# Acidifier v algae?



## micmath (27 Mar 2012)

I noticed that a couple of products that advertise as being algae cures have listed ingredients that seem strange to me. One lists only "salicylic acid", and another lists, more vaguely, "acidifier and buffer". I can find no reference to salicylic acid being effective against algae, and I'm wondering on what basis these products could possibly work (if indeed they do). Is it merely the fact that their products are acidic? I find it hard to believe that any self-respecting algae would be bothered by a bit of acidifier, at least not at levels that would be safe for the rest of the tank.


----------



## ian_m (27 Mar 2012)

Looks like it does affect algae.

http://www.ukaps.org/forum/viewtopic.php?f=19&t=19242
and
http://oas.uco.edu/01/papers/lfimple01.htm


----------



## micmath (27 Mar 2012)

That's very interesting reading.

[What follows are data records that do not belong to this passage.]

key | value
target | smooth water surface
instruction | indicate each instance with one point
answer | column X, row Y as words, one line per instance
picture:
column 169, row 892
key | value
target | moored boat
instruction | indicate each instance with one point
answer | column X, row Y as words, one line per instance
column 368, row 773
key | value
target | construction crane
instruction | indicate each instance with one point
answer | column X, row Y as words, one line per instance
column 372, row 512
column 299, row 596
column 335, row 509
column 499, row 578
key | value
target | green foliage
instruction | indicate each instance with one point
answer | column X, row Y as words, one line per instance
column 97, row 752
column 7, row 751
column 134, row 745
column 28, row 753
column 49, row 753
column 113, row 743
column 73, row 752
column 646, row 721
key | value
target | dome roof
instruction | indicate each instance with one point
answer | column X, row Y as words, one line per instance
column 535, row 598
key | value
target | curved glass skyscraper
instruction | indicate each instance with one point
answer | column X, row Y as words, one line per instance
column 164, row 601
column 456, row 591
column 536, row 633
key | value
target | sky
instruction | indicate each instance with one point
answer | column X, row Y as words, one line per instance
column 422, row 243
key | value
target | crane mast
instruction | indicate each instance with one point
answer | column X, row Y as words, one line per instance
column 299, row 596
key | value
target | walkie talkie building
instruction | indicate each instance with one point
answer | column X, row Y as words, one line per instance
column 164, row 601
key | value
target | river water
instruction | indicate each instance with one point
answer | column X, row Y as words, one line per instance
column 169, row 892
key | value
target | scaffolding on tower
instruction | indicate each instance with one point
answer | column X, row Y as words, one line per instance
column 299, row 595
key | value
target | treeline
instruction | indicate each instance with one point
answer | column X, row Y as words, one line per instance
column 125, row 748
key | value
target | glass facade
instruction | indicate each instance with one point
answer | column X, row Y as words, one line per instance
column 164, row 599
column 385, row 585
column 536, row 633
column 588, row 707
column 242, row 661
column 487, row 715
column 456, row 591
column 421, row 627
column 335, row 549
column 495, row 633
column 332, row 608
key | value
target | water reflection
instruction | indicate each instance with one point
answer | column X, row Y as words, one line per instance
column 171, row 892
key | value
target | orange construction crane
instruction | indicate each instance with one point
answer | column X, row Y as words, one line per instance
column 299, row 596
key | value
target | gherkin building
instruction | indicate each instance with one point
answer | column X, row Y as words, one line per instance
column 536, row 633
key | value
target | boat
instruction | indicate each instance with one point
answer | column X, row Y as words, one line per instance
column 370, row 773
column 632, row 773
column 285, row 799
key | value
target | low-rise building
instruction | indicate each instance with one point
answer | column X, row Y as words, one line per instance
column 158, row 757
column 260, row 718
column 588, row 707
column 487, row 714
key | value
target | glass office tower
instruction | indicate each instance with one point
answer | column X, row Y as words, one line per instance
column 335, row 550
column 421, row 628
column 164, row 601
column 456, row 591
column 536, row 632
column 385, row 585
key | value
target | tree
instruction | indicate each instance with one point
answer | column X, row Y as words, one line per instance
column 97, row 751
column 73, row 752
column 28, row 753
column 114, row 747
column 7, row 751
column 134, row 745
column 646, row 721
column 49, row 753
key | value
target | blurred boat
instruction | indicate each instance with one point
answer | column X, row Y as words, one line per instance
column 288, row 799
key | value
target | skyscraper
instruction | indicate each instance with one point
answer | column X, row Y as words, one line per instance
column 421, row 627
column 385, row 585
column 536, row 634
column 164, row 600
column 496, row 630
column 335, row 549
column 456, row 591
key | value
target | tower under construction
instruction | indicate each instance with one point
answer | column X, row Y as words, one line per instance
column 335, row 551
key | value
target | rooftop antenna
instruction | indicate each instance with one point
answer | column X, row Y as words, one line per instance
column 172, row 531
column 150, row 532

In particular...



> Phosphorus is the limiting nutrient in algae blooms and salicylic acid can block the uptake of phosphorus by algae.  Therefore, it is hypothesized that adding salicylic acid to a nutrient rich media like poultry litter runoff water will inhibit the growth of algae.



Thanks for the reference!


----------



## plantbrain (28 Mar 2012)

Question is, does it block PO4 uptake in plants also? Or just algae and if so, which species of algae?


----------



## micmath (28 Mar 2012)

I wondered about that too. The study that was cited says this about the _type of algae affected_:



> It was also determined that Closterium was the easiest algae to count on the wet mount slides. The smaller spherical Chlorella and Chlamydamonas algae were not seen in the sediment and may have stayed in suspension during the centrifuging process.  Plus, it was easy to determine if the Closterium cell was dead or alive due to the color change from green to brown as the cell died. Therefore, it was decided to use Closterium only in the actual experiment and to record the number of dead cells as well as the total number of algae.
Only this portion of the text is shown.